Did you know that there are 4000 words in the English language that end with the suffix -ate: nouns, adjectives and verbs?! AND did you know that the final -ate sound can be pronounced in two different ways? Before we discuss how to pronounce words that end in -ate, what does -ate actually mean when used as a suffix?
The meaning of -ate
When forming adjectives:
- possessing; having the appearance or characteristics of, full of:
- examples: fortunate, passionate, considerate.
When forming nouns:
- a group of people: electorate
- an area ruled by: caliphate
- office, institution: magistrate, consulate
- a chemical compound: carbonate, acetate
When forming some verbs:
- “cause to become (like); act as:
- Example 1: regular + -ate → regulate (= make regular, act by rule)
- Example 2: active + -ate → activate (= cause to become active)
The 2 pronunciations of -ate
Now that you have an idea of how the -ate suffix affects the meaning of a word, let’s consider how to pronounce words that end in -ate. Easy, -ate sounds like the number eight, right? Well, that’s only half right.

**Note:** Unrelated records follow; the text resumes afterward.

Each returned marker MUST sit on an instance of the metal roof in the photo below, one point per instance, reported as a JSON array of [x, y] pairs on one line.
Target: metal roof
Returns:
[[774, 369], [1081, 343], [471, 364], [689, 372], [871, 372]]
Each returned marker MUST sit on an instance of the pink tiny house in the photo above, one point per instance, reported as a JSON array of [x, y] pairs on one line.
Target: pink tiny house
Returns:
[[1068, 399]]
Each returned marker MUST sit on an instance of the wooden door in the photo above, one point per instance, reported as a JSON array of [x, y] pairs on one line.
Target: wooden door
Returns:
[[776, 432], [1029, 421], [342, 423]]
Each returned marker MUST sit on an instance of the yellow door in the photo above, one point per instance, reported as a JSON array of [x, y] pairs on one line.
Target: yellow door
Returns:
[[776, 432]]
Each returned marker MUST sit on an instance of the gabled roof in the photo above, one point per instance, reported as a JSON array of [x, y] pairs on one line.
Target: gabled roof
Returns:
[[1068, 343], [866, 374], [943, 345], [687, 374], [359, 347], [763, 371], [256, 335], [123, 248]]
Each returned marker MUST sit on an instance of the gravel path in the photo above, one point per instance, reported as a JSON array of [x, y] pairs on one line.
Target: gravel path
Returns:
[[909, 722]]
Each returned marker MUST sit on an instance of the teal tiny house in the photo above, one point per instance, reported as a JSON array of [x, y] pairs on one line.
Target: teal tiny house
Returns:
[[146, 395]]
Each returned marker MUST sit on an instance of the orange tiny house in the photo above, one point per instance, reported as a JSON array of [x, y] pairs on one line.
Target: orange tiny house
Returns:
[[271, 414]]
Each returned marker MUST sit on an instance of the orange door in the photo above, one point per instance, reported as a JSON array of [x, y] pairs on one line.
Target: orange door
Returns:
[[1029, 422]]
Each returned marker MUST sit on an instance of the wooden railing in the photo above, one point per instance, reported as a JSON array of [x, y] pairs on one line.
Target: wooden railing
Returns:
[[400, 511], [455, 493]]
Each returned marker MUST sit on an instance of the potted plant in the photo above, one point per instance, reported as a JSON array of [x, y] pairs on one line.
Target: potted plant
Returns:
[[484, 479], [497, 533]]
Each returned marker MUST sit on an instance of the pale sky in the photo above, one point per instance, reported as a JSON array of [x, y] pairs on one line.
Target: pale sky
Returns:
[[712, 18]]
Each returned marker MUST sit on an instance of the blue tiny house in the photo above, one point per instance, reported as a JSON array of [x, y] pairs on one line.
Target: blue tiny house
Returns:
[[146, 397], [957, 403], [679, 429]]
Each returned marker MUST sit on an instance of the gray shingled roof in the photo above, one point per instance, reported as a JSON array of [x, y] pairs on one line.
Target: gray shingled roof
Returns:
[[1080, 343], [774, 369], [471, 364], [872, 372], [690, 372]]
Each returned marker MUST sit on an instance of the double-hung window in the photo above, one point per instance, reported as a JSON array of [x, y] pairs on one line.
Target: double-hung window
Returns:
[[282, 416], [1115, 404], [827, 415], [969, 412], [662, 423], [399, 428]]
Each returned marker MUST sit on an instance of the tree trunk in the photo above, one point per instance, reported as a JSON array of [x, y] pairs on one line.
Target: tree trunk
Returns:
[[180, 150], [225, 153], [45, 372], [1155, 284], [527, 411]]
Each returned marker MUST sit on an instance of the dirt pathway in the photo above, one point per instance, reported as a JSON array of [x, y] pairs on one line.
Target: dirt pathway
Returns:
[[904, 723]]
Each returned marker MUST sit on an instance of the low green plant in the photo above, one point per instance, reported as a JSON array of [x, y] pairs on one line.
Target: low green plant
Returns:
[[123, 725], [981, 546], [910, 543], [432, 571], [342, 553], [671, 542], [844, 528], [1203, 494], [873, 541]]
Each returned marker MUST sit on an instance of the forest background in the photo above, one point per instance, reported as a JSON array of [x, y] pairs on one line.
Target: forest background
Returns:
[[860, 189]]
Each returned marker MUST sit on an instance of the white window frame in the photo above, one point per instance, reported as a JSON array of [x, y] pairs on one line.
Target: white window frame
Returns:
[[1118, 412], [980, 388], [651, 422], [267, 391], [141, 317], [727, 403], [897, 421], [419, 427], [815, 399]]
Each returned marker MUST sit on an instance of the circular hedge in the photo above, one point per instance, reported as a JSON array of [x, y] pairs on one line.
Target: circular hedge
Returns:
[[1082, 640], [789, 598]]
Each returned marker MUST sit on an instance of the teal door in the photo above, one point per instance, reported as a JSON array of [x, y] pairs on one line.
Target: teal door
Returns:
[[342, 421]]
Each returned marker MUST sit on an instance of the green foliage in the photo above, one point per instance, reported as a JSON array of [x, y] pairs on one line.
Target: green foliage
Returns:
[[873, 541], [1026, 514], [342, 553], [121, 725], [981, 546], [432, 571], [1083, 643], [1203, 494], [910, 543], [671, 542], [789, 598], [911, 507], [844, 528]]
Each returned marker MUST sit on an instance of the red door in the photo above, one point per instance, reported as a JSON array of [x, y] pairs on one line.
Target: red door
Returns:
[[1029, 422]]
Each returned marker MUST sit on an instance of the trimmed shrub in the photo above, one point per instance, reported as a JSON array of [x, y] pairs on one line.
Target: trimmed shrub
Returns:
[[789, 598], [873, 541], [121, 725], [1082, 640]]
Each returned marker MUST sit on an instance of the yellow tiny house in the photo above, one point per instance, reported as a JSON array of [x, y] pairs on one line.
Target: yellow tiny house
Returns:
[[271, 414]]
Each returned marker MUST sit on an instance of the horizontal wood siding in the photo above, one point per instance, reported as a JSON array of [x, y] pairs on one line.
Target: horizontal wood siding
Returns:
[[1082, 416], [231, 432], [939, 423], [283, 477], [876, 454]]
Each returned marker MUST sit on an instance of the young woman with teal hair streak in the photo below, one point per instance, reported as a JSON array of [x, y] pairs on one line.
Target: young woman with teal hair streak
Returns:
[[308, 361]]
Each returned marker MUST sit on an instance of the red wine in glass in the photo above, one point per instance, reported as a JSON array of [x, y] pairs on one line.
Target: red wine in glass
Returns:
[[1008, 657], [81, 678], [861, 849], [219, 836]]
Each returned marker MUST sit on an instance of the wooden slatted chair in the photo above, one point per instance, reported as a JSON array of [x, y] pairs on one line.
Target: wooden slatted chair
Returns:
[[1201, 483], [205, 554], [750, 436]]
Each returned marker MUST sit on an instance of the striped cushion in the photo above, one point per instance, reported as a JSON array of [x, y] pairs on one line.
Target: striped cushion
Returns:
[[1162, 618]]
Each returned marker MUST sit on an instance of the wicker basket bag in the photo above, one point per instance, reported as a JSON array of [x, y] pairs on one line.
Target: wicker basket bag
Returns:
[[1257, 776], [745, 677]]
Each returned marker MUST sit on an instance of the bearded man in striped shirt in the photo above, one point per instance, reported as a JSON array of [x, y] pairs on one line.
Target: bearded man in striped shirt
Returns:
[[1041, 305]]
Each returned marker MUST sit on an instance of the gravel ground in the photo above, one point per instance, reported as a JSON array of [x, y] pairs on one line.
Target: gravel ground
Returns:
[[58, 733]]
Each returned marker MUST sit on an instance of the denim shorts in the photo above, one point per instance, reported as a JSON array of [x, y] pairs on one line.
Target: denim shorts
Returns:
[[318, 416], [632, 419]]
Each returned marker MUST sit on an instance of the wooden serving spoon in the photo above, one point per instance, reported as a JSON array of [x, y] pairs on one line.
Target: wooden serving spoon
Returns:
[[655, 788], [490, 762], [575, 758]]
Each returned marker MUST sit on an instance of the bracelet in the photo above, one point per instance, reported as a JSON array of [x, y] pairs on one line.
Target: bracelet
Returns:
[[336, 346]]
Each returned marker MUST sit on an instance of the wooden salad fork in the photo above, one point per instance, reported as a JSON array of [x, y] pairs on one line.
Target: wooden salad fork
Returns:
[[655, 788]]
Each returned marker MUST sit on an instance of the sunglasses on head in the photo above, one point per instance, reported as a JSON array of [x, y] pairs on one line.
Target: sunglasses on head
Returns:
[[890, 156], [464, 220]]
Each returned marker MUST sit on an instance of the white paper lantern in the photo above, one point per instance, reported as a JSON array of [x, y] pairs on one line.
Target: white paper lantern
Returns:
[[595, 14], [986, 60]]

The pronunciation of -ate will depend on the word’s part of speech, whether it’s an adjective, noun or verb.
Here are 2 pronunciation rules to keep in mind when practicing the words below:
- Typically the –ate in verbs is pronounced as ‘8.’
- The –ate in nouns or adjectives, however, is pronounced as ‘it’
Nouns: Adjectives: Verbs:
advocate elaborate elaborate
affiliate fortunate affiliate
aggregate articulate articulate
certificate desperate captivate
electorate ultimate animate
Keeping in mind the rules for how to pronounce words that end in -ate, take a look at the following sentence and try to figure out how to read it properly.
The ideal candidate should have adequate experience, be a graduate from an accredited business program, be able to cooperate with others and demonstrate excellent negotiating skills.